Sonderbooks Book Review of

Romancing the Dark in the City of Light

by Ann Jacobus

Romancing the Dark in the City of Light

by Ann Jacobus

Review posted February 18, 2016.
Thomas Dunne Books (St. Martin’s Griffin), New York, 2015. 276 pages.
Starred Review

When I saw author Ann Jacobus at the YALSA Symposium, I knew I’d met her at a small conference, where she’d been an organizer. I assumed it was one of the many KidLitCons I’ve been to, but when I had her sign her book and mentioned KidLitCon, she said No.

As soon as I turned away, I remembered, and went right back to her table. I should have known – when, after all, the reason I decided to get a copy of the book was that the Eiffel Tower is on the cover and it’s set in Paris – I met Ann Jacobus at an SCBWI (Society of Children’s Book Writers and Illustrators) conference in Paris almost exactly ten years before I saw her in Portland, and she was indeed one of the organizers.

Ann Jacobus did set the book in Paris because of having lived there. (Paris tends to capture people's hearts.)

Now, I’m not the best reader for a dark book – I don’t tend to enjoy them. This book is dark, and it took me awhile to get it read because of that.

But the book is well-written, and the concept is intriguing.
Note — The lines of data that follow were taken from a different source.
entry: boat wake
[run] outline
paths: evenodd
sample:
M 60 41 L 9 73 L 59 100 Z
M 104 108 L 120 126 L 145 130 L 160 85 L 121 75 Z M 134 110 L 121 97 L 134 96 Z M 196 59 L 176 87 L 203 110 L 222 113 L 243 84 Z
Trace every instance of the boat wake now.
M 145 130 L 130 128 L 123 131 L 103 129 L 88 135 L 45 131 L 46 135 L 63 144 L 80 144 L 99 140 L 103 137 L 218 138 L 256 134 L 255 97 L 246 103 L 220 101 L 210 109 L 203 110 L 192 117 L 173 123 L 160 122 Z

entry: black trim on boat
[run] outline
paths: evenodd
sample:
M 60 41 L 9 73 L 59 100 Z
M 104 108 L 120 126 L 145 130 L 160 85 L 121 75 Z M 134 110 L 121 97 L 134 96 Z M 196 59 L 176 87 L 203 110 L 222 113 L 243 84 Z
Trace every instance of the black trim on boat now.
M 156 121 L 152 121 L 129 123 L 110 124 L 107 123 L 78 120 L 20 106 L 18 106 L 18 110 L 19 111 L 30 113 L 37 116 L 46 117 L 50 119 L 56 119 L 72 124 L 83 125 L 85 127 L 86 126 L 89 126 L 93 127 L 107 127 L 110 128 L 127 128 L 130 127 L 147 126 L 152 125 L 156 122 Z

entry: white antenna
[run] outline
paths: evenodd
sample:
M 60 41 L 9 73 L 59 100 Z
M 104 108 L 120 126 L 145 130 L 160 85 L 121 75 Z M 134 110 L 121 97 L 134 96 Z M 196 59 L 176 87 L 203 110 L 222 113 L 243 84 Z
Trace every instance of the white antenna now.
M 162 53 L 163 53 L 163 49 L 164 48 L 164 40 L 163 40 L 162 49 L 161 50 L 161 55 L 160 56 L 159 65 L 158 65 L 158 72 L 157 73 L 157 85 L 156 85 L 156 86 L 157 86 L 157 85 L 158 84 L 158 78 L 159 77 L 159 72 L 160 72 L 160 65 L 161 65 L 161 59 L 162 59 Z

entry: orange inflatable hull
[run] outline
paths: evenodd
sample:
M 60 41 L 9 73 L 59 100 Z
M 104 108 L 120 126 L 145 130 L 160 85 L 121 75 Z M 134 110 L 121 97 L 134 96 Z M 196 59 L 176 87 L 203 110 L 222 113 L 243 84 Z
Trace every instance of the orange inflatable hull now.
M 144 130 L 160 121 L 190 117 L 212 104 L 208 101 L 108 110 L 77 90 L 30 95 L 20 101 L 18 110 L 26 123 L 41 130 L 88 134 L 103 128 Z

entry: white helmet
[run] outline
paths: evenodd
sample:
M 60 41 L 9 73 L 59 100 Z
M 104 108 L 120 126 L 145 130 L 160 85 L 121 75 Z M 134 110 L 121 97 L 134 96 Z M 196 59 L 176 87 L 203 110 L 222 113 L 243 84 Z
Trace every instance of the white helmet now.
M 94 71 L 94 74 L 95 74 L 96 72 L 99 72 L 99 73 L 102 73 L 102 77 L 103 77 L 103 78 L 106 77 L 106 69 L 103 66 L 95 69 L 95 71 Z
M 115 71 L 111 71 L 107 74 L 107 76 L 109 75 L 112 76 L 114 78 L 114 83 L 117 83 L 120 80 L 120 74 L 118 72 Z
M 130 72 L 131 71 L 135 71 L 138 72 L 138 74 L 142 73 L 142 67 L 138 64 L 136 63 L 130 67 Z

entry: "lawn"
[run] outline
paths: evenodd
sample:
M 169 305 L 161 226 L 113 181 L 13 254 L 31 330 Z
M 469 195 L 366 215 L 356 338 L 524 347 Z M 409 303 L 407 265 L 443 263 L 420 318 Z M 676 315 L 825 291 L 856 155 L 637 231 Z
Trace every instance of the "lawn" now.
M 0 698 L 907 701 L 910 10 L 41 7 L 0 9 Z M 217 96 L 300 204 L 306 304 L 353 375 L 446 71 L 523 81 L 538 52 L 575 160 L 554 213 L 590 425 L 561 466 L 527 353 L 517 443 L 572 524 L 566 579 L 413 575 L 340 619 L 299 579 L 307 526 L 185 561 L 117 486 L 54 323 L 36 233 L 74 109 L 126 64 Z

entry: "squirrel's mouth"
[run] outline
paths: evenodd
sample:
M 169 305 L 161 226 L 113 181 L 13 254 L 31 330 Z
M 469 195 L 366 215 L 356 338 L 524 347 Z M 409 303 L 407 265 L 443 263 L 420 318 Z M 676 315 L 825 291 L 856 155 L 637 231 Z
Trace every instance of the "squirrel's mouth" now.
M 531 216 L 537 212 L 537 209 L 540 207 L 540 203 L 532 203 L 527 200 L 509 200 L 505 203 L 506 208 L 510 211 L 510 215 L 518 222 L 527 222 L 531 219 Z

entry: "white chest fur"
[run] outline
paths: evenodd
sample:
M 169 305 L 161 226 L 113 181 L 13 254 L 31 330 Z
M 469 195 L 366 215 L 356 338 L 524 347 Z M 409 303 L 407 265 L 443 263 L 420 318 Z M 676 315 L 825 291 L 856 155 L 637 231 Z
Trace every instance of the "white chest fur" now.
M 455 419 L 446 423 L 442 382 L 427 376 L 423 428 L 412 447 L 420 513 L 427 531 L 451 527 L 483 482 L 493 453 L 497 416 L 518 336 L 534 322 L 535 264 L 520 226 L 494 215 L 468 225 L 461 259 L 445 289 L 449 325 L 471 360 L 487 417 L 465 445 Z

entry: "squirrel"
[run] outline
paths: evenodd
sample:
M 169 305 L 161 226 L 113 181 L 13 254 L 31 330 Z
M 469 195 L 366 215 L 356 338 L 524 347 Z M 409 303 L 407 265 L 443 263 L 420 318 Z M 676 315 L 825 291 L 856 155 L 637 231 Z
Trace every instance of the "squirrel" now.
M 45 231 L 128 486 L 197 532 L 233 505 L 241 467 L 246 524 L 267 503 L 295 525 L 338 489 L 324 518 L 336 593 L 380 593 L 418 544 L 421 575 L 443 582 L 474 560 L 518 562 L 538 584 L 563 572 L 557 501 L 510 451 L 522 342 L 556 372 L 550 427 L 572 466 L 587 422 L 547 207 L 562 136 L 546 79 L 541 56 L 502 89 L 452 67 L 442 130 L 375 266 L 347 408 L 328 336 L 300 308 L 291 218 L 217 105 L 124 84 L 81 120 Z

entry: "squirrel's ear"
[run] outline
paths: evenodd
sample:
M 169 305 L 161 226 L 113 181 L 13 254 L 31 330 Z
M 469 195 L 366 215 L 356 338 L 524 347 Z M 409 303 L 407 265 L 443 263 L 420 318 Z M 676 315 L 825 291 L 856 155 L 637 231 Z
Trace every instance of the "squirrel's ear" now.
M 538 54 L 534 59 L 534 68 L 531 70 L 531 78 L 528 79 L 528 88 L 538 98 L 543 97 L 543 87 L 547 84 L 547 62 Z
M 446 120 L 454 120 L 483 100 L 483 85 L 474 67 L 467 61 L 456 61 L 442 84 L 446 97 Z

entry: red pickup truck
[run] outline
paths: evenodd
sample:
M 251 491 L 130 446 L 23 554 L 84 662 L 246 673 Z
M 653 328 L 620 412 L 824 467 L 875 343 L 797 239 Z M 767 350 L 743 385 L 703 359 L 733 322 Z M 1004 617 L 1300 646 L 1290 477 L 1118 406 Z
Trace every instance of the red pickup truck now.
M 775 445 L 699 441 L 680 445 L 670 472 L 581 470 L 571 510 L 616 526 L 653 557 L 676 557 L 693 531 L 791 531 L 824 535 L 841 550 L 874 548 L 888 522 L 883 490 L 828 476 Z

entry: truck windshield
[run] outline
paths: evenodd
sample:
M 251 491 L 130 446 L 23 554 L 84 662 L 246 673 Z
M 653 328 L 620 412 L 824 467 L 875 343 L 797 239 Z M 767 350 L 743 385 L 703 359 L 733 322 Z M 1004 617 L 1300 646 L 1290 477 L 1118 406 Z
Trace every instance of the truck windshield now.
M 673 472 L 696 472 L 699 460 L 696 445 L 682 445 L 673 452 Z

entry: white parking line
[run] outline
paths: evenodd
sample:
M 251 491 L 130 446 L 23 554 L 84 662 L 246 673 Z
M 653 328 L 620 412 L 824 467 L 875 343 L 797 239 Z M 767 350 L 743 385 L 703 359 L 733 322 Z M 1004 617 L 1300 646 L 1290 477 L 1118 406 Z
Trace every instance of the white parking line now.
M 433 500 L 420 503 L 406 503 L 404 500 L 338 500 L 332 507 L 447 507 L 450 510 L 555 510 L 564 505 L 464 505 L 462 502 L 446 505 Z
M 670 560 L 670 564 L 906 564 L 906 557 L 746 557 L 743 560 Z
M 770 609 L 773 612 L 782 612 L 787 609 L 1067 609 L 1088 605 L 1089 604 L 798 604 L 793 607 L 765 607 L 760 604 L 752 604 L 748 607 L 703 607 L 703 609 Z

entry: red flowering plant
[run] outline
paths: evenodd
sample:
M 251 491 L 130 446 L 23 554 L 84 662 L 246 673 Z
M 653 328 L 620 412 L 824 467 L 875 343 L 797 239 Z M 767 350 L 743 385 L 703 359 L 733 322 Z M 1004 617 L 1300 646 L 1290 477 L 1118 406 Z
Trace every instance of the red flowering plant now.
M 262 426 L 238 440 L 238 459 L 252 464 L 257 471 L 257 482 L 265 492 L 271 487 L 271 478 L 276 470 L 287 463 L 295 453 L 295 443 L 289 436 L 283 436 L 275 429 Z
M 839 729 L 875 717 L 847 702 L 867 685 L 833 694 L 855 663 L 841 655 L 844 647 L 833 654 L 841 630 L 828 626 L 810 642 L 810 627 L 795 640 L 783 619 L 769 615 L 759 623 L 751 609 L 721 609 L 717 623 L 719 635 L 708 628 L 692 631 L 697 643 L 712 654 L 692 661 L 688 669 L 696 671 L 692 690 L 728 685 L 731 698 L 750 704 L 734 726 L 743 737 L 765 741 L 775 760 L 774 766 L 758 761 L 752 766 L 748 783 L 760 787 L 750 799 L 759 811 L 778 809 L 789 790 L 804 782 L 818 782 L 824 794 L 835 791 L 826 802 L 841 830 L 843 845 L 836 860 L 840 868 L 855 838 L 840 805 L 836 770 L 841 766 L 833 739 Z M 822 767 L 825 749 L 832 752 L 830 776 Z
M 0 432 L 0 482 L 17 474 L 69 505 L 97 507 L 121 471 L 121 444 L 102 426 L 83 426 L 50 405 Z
Summer is in Paris staying with her Mom, trying to repeat and finish her senior year of high school, because she keeps getting kicked out of schools in America. She has to finish high school and graduate from college before she turns twenty-two in order to inherit her grandfather’s wealth.

There’s a lot of pressure on her, and Summer doesn’t like it. She thinks a lot about death. She researches burial customs of different cultures on the internet. Her father died years ago. Summer carries his flask with her, filled with vodka to help her get through.

Summer would like to have a romance in Paris, and she meets two people who might fulfill that desire. One is a student at her school, Moony (Munir), who walks with a limp because of a bad car accident when he was younger. Moony is uncommonly kind – and he doesn’t deserve to have Summer’s mess in his life.

Kurt is a handsome man Summer meets at a Paris metro station, just after a woman throws herself onto the tracks in front of a train. Kurt keeps showing up. He seems to know Summer’s thoughts. There’s a smell of decay about him.

I said this book is dark. That darkness, in Summer’s life, is personified in Kurt. Yes, there are some paranormal elements going on. They are done with excellent touches, making me want to reread it now I know all that’s going on – but I don’t want to give it away for other readers. Let’s just say that we watch more and more things in Summer’s life fall apart.

The novel doesn’t end badly, though – and that’s because of Moony. And Ann Jacobus shows us Moony’s character, persistence, and kindness in a way that we believe the ending.

But Moony isn’t perfect. We also see hints that he’s not helping Summer because he doesn’t know anything about despair or problems. And that works into the ending as well.

There’s more I’d like to say, but it gives too much away. (Feel free to talk about the ending in the comments if you’ve read the book!) This is a well-written book about a suicidal teen, set in Paris. (The title is perfect!) There are Suicide Prevention Resources at the back of the book, and it actually ends up a hopeful tale.